Guy’s eyes are on Lisa. ‘Are you off then?’
‘Yup. Can’t wait. Need my sun.’
‘Some people have all the luck.’ Guy flicks the switch on the kettle. ‘If you’re ever in need of a chaperone, I’m willing. I mean, lying in the sun sipping daiquiris next to half-naked women will be burdensome and unpleasant, but someone’s got to do it.’
‘I thought you were a hard-working writer, tied to his desk?’ Lisa teases with a flick of her hair. So did I, I think sourly.
‘For that kind of assignment, I think I could put Rajput on hold.’
But Lisa is checking her BlackBerry. ‘Hey, it’s eleven o’clock! I’ve got to go to my threading. Listen, I really appreciate it. I’ll get the kids a T-shirt.’
I see her off, then slump in the kitchen chair.
‘Please don’t tell me what threading is.’ Guy shakes his head as he takes his mug and retreats to his study.
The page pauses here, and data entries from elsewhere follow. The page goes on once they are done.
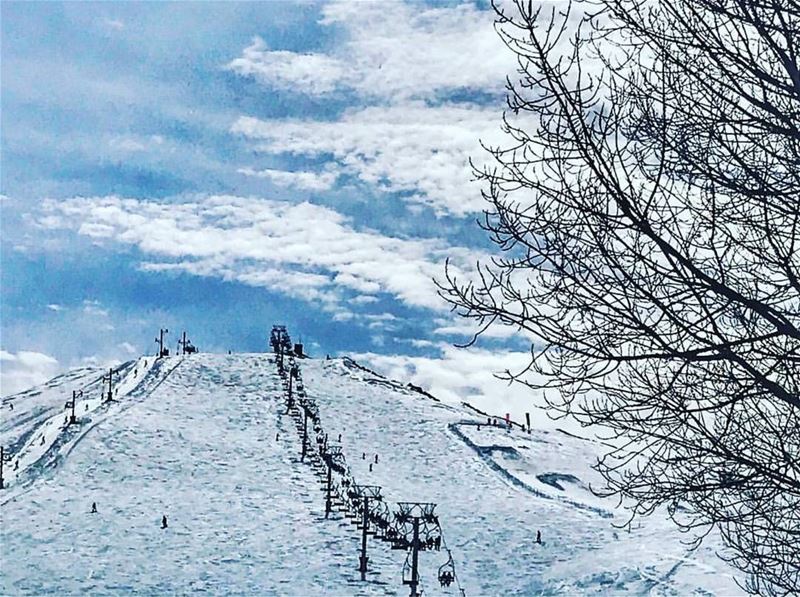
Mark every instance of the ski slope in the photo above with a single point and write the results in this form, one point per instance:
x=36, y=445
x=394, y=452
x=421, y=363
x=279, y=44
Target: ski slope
x=205, y=440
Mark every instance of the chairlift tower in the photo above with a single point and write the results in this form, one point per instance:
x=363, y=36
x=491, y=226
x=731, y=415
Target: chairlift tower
x=70, y=404
x=162, y=352
x=110, y=378
x=417, y=529
x=363, y=495
x=185, y=345
x=333, y=457
x=3, y=459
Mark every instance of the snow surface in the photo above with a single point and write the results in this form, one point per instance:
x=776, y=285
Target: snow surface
x=204, y=439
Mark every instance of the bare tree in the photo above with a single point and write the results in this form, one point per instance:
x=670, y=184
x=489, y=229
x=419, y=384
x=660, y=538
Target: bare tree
x=647, y=213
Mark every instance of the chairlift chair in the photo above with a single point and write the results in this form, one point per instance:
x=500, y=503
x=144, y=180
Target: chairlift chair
x=447, y=571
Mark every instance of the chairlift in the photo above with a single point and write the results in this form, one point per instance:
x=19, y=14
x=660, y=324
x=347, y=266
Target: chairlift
x=407, y=571
x=447, y=571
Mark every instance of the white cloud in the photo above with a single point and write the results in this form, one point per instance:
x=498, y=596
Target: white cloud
x=304, y=250
x=468, y=375
x=410, y=148
x=310, y=73
x=135, y=144
x=94, y=308
x=311, y=181
x=24, y=369
x=390, y=50
x=115, y=24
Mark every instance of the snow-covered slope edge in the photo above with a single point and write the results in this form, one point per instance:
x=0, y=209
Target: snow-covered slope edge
x=205, y=440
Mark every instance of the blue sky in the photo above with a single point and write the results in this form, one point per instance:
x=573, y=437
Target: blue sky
x=220, y=167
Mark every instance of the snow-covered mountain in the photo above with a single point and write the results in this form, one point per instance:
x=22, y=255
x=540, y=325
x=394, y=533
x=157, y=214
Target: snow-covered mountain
x=211, y=442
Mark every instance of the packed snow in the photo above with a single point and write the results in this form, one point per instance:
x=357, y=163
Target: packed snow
x=205, y=441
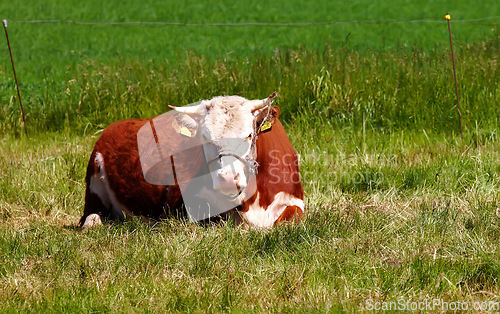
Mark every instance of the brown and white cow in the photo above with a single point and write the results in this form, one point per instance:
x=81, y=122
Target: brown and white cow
x=264, y=179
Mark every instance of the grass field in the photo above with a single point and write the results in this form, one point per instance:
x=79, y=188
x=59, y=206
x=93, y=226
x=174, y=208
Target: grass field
x=399, y=208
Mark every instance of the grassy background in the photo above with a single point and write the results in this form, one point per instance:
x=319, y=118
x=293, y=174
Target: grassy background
x=398, y=206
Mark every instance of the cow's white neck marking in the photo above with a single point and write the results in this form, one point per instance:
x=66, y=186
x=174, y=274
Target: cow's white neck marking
x=265, y=218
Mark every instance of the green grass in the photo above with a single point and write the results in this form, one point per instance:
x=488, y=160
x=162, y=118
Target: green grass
x=398, y=206
x=416, y=217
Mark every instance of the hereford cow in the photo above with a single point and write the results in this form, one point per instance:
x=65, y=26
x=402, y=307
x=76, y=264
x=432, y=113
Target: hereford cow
x=236, y=148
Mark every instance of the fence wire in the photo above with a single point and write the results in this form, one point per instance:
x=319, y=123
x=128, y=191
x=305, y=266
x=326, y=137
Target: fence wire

‘God, I would NOT like her next door. She’s a living reproach, isn’t she?’ Charlotte shoves the rest of the biscuit in her mouth.
‘I know. And all three males in this house hyperventilate in her presence.’
Rain spots the window pane, it’s chilly despite my cardy, and before me stretches a decade of noisy kids, peed-in pools, and humdrum holiday destinations. Even Charlotte and Jack, who can afford it, can’t go away during term time, and in the holidays they have to bear in mind Charlotte’s father, a widower in Staffordshire, who complains of dizzy spells.
‘Typical no-com,’ Charlotte mutters.
Charlotte’s theory is that the world is divided between the no-commitments like Lisa, and the over-committeds like us. No-coms can spend hours on threading, St Tropez tans and Brazilians, without worrying about robbing children or elderly parents of quality time. Over-coms can’t. No-coms can spend their holidays without the in-laws and Christmas without some batty aunt, and they can stay late at dinner parties without fearing the au pair’s sulk the next day. Overcoms can’t. No-coms can be spontaneous about cinema and sex. Over-coms can’t see the latest George Clooney or lock the bedroom door without first ensuring that the kids, Ilona and Rufus are safely occupied. In fact, over-coms cannot move for fear of failing someone in our lives.
I pour another cup of tea. Charlotte looks positively depressed.
‘Cheer up!’ I smile reassuringly. ‘Once Lily and Maisie are about … oh, sixteen, I reckon we can be more like no-coms. Only thirteen more years to go.’
‘There’s something I haven’t told you.’ Charlotte has turned puce. ‘I’m pregnant.’
‘But she’s the same age as you!’ When I ring my mum with Charlotte’s news, she sounds genuinely, and rather insultingly, shocked. ‘Isn’t that dangerous?’